NGO coalition statement following 4th European Commission Round Table on anti-Muslim hatred
On Friday 8 December, several NGOs from the European coalition against Islamophobia[[Informal platform of NGOs working on combatting islamophobia at national and European level. For more information, please contact Julie Pascoet email@example.com]] attended the 4th roundtable on anti-Muslim hatred and discrimination organised by the European Commission and chaired by the EU coordinator on combatting anti-Muslim hatred, David Friggieri. This marks two years now since his appointment and it was the occasion for civil society organisations to look back at these past years and evaluate the progress achieved and the work yet to be done.
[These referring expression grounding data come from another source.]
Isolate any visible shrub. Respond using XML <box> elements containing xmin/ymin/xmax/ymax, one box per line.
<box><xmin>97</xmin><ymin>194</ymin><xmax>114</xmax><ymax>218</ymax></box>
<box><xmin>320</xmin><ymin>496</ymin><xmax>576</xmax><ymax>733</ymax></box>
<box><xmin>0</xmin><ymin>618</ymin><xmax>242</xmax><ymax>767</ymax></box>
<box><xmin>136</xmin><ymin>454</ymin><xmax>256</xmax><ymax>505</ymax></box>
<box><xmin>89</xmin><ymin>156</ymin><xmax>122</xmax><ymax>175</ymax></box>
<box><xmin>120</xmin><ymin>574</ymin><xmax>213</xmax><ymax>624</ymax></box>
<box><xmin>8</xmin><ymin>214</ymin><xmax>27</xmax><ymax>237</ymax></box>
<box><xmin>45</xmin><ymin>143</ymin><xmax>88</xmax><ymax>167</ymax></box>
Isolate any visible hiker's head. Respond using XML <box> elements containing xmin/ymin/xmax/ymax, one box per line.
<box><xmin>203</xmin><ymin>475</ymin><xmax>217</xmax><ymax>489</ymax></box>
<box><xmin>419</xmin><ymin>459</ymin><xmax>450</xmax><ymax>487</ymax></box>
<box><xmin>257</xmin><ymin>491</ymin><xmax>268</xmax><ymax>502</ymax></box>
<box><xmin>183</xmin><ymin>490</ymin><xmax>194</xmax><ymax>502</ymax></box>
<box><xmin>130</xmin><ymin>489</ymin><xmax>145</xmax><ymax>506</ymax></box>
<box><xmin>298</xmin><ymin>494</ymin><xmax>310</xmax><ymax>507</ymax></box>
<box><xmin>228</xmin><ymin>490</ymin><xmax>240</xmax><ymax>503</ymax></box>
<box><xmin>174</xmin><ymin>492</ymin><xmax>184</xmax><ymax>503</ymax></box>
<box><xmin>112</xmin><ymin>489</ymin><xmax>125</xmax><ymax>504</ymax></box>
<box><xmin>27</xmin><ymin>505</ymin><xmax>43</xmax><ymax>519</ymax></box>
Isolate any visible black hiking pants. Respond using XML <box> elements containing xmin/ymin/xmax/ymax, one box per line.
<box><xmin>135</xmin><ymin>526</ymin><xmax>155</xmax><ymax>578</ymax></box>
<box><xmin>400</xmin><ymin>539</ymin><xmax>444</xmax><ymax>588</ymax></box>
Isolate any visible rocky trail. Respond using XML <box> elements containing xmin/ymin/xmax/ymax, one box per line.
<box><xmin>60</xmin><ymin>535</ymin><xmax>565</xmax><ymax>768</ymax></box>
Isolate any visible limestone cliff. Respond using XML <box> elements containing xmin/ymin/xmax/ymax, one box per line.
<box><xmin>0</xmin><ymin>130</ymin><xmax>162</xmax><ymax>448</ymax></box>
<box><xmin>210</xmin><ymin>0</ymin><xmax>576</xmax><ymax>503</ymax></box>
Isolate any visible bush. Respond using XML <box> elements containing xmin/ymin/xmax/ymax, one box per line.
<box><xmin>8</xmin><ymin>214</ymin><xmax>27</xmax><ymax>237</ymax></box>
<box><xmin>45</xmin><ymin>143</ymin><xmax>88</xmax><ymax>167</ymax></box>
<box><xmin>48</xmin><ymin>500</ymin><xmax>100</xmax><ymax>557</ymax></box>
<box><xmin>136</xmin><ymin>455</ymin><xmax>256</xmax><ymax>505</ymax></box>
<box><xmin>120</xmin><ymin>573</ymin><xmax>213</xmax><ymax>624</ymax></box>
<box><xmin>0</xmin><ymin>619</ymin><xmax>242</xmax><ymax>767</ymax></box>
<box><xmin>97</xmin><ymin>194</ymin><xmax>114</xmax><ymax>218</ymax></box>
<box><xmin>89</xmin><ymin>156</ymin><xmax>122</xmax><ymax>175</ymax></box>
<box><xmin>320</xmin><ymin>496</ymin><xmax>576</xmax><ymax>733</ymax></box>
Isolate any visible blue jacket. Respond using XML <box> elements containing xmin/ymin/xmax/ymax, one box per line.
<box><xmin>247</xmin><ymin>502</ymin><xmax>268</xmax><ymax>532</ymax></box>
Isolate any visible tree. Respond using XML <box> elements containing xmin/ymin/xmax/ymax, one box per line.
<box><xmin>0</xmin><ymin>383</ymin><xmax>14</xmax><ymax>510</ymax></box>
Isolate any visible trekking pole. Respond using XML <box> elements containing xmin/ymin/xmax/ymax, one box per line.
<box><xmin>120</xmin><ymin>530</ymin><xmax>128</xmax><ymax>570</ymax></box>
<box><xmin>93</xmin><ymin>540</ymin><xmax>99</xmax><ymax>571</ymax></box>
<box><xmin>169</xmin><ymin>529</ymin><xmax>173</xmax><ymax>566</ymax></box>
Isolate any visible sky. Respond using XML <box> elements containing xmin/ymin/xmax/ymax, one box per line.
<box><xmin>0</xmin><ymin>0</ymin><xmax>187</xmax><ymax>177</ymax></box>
Discussions highlighted the increasingly worrying situation faced by Muslim communities in Europe, as pointed by recent reports issued by the EU Fundamental Rights Agency and by the European Islamophobia Report 2017, to name but a few. Organisations part of the European coalition against Islamophobia emphasized the imperative need for a group effort to enable tangible progress on the fight against Islamophobia across Europe and is looking forward to strengthened relations and partnerships between its members.
The group discussions also highlighted the need for stronger and more concrete commitment and actions by the European Commission. With the hindsight of these past two years, there is a feeling amongst civil society organisations that there are still some misconceptions by the European institutions with regards to the issue of Islamophobia. With the generalised suspicion against Muslims, it is of utmost importance for EU policy makers not to fall into the trap of treating Muslims as potential problems but rather as human beings whose fundamental rights can be violated. Combatting Islamophobia is not about preventing radicalism or terrorism – which are very important societal issues dealt with under other relevant policy strands – it is about politically addressing structural forms of discrimination and racism affecting Muslims or those perceived as such. Failing to understand this would be counter-productive and further fuel stigmatisation and generalisation about Muslims.
While the issue of Islamophobia has gained more visibility in recent years at EU level and the coalition praises the efforts of the European Commission that helped achieve this, there is a clear need for stronger actions. On the occasion of the 4th roundtable on anti-Muslim hatred, a list of concrete recommendations for actions has been drafted by civil society experts.
Apart from ensuring that combating Islamophobia is mainstreamed in key policy areas, specific policies are needed at national level to address Islamophobia, including its structural dimensions and impact on economic and social outcomes for Muslims. The coalition believes the European Commission and its coordinator on combating anti-Muslim hatred have the potential to guide Member States towards these policies and materialise recognition into concrete political actions. As such we are looking forward to strengthening close and transparent collaboration with the European commission to reach these objectives which would allow us to achieve a better and more inclusive Europe for all.